On the 193rd anniversary of his birth, a likeness of Sardar Vallabhbhai Patel at 182 metres tall will be unveiled as the largest statue in the world bar none.
The “Iron Man of India”, a moniker the first deputy prime minister of the country earned through his commitment to national integration in the Forties, will in fact be clad entirely in bronze when dedicated by Shri Narendra Modi on Wednesday morning; 1,850 tonnes of bronze to be precise.
That figure is not the most mind-boggling concerned with the construction of the Statue of Unity, built on Sadhu Island, in the western state of Gujarat.
At 182 metres, the statue will measure twice the height of the Statue of Liberty and nine times that of the Angel of the North. It will be more than 50 metres taller than China’s Spring Temple Buddha, the world’s current record holder, at 128 metres.
Costing £226.9million and built in just 33 months, the semblance of the political and social leader consists of 1,700 tonnes of bronze, 18,500 of reinforced steel and 6,500 of structured steel - some crowd-sourced from local villages in the form of farming tools as part of a tribute to Patel's social work.
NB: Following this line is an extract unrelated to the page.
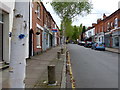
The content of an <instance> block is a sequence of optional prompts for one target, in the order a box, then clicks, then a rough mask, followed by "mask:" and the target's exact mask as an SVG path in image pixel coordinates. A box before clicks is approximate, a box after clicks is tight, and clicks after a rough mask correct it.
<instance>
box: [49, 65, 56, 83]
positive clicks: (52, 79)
mask: <svg viewBox="0 0 120 90" xmlns="http://www.w3.org/2000/svg"><path fill="white" fill-rule="evenodd" d="M55 83H56V78H55V65H50V66H48V84H55Z"/></svg>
The interior is filled with 180,000 cubic metres of concrete.
It towers over the nearby Narmada Dam, in the Shoolpaneshwar wildlife sanctuary, and will be connected by bridge to a museum and audio-visual gallery, three-star hotel and garden in Patel’s honour. There will also be a “laser, light and sound show on the efforts of Unification of India”.
The Statue of Unity website, which has given the structure the tagline, “the statue as grand as the stature”, says: “Built in less than five years, it is the world’s tallest, grandest and giant statue. It is a tribute to the man who united India, Sardar Patel.”
But the project has not been without its detractors, with some accusing Modi of expensive political maneuvering.
The statue's face was modelled on some 2,000 photos of Patel Credit: AP
Mohan Gurumurthy of the Centre for Policy Alternatives told the Telegraph in 2013 that Sardar Patel himself would have objected to money being spent in this way. “If he had been alive, Patel would never approve millions to be spent on his statue,” he said.
It is hoped the statue will bring wealth in the form of tourism to the area, with a viewing tower 150 metres up offering vistas across the remote, hilly terrain, including a reported “selfie point”. The state government is building a two-mile high way for tourists to reach the statue from the nearby town of Kevadia, while it can also be reached by boat across the Sardar Sarovar reservoir. There will also be a nearby helipad.
Built by Larsen and Toubro, the Statue of Unity has been designed to withstand winds of 180k/hour, akin to a category 3 storm, as well as 6.5 magnitude earthquakes.
Finishing touches have been put on the statue in recent weeks Credit: Getty
Sculptor Ram V Sutar consulted around 2,000 photos of Sardar Patel, as well as contacting historians and people who had seen him, to perfect the face of the statue.
Tickets to access the statue will cost R350 (£18.70) for adults and children
The Statue of Unity project said: “As a memorial to Sardar Vallabhbhai Patel, the statue will not only remind every individual of our great nation's freedom struggle but will also inspire the people of our country to inculcate Sardar Vallabhbhai Patel's visionary ideologies of unity, patriotism, inclusive growth and good governance.
“This monument will not just be a mute memorial like the rest, but a fully functional, purpose-serving tribute that will spur all round socio-economic development, in the form of better connectivity, healthcare and education infrastructure, research centre for agriculture development and various tribal development initiatives.”